In 1988, The Inquirer reported that Mrs. Henry, then 82, had taught from 1926 to 1951, first at the Joseph Singerly School and later at Douglass, both in North Philadelphia.

The occasion for the report was the 50th anniversary of the Douglass school, built in 1938 as an annex to Singerly.

An honored guest at that anniversary event, Mrs. Henry was, at the time of the 1988 report, pastor of Mount Ephraim Christian Church, which she had cofounded in 1958 with her husband, Eddie Mack Henry.

Born in Philadelphia, Mrs. Henry graduated in 1924 from Philadelphia High School for Girls and in 1926 from Philadelphia Normal School, which trained teachers.

Crescida Cox, a friend, said in an interview yesterday that Mrs. Henry was one of the founders of an interracial group of Philadelphia teachers that in the 1940s "picketed stores on Ridge Avenue, bringing pressure on the store owners to hire African Americans."

Cox said Mrs. Henry served as president of the Philadelphia section of the National Council of Negro Women.

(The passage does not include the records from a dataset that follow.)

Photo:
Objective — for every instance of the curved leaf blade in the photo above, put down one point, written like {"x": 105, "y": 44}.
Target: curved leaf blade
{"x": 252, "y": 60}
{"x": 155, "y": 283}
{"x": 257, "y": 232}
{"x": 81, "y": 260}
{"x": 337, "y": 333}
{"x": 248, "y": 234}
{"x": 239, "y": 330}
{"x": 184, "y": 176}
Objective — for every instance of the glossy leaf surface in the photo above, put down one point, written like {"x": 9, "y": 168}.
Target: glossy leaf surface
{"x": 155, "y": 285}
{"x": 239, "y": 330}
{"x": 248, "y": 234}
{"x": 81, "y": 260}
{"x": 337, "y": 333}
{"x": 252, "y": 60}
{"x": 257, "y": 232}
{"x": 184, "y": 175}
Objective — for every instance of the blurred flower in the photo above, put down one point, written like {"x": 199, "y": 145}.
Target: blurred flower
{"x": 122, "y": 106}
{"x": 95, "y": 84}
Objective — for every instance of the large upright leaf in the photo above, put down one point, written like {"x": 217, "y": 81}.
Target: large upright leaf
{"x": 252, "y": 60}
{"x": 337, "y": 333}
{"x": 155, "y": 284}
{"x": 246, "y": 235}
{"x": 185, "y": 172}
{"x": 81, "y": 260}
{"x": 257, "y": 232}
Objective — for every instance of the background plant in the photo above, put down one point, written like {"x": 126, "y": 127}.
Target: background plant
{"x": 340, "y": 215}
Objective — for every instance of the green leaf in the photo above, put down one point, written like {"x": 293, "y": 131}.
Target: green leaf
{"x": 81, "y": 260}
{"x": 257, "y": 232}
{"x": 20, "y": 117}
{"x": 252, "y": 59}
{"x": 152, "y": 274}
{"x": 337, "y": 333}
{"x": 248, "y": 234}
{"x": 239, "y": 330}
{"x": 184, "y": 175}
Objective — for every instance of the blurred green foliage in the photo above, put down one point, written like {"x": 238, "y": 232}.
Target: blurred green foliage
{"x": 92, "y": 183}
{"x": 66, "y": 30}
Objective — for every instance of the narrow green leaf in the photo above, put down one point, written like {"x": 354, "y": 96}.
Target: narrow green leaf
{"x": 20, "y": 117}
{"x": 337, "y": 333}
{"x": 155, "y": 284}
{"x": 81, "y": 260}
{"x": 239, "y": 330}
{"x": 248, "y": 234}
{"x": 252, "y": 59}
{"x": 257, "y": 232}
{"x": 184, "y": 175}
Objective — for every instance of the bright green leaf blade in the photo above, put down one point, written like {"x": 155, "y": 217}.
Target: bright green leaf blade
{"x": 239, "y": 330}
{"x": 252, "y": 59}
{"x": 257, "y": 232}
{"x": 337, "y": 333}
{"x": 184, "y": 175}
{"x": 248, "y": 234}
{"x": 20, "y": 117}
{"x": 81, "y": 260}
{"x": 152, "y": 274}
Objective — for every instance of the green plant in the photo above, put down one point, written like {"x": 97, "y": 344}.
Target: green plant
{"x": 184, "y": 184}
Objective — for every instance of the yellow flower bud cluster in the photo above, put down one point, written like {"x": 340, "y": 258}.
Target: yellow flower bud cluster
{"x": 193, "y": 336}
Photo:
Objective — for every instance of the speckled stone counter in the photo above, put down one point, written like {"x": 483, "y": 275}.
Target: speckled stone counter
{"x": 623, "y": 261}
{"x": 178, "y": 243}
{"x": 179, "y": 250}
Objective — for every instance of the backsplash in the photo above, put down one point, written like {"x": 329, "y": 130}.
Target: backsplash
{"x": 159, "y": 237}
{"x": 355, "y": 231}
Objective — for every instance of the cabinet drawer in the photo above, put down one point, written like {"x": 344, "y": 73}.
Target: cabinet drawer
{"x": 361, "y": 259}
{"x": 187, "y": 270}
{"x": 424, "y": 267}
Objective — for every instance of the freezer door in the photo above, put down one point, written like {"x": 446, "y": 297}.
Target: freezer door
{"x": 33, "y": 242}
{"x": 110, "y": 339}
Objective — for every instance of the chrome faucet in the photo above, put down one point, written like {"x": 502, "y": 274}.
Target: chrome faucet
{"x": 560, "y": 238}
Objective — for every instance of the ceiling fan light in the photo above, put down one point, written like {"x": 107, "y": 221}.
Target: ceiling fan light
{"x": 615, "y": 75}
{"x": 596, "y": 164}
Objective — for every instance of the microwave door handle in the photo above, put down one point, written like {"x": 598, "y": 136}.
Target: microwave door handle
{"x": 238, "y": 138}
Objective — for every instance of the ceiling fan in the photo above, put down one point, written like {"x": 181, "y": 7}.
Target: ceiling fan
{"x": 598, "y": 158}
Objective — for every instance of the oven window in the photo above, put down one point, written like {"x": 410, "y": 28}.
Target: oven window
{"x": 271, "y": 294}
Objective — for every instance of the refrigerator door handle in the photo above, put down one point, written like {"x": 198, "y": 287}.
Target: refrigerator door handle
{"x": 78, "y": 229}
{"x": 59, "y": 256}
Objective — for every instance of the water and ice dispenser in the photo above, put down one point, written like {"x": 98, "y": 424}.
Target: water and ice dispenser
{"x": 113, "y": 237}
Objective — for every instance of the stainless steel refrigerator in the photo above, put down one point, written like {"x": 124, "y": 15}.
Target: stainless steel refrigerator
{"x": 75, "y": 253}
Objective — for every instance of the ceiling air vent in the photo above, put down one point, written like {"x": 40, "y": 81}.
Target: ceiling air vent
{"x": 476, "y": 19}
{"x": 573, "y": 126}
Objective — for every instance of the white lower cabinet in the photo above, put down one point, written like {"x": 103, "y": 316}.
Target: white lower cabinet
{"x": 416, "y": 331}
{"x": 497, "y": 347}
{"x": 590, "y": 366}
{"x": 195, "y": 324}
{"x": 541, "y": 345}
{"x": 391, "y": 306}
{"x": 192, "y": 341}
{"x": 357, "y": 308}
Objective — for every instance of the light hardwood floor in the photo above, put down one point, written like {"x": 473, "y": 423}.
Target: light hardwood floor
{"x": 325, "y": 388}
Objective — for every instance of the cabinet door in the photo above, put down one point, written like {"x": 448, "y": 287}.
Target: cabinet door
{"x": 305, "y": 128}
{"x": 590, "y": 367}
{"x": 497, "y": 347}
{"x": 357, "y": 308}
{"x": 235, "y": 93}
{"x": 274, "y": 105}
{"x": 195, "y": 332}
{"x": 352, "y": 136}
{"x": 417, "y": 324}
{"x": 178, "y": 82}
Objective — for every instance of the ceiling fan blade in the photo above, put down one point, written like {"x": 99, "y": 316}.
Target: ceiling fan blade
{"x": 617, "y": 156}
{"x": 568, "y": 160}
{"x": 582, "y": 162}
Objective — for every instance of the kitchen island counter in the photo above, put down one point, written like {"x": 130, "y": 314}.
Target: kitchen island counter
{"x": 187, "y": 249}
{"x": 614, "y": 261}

As a member in the 1940s of the board of directors of the council and its first national chaplain, Mrs. Henry was a confidant of its founder, Mary McLeod Bethune, "joining Dr. Bethune in meetings with international leaders such as Dr. Ralph Bunche and Eleanor Roosevelt."

From 1947 to 1951, she was national president of the Phi Delta Kappa sorority.

Cox said Monrovia College in Liberia awarded Mrs. Henry an honorary doctor of divinity degree. After she left the AME Church to found her own, Mrs. Henry attended meetings of church ministers in Germany and in Haiti.

Mrs. Henry is survived by a nephew and two nieces. Her husband died in 1969.

A viewing was set for 9 a.m. tomorrow at the Union AME Church, 1614 Jefferson St., followed by a funeral there at 10. Burial is to be in Rolling Green Memorial Park, West Chester.